BullGuard Internet Security 8.5 is a 'point' upgrade to the internet security suite that includes a more secure firewall.
The new BullGuard Internet Security 8.5 is a point upgrade to its predecessor, BullGuard Internet Security 8.0, which had a somewhat spotty reputation. The coverage offered remains as before: antivirus, antispyware, firewall, a new spam filter and backup, which includes 5GB of secure online storage as standard.
You don't get parental controls or private data protection, so the coverage offered by BullGuard is slightly restricted compared to some of its rivals. For £45 you get an annual licence for three PCs, and extra online storage is available for extra cost.
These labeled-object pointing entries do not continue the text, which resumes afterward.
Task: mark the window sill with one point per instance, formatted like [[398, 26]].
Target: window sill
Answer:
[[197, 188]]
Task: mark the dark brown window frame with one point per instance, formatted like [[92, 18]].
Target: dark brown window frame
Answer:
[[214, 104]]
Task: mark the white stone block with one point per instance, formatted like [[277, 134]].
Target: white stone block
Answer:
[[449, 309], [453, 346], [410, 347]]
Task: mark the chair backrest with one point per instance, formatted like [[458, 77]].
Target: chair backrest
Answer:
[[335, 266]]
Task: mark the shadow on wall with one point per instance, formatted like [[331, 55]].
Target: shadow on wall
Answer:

Existing BullGuard Internet Security users will be automatically upgraded to the 8.5 version.
One of the major improvements is a new more secure firewall that consumes fewer resources. It certainly is one of the easier firewalls to configure, even if you opt for the 'Advanced' view.
It can be can be set up automatically but it's also possible to go in and manually tweak it. The firewall automatically approves apps that require Internet access so no prior 'app scanning' is required; the previous version required too much user intervention. Like the spam filter, it also appears to be collaborative - unknown apps that you vouch for are reported to BullGuard.
The other major improvement is a new spam filter which claims to offer 'comprehensive phishing protection' as well as better performance. Again, the old version was less than perfect and the new version is much better.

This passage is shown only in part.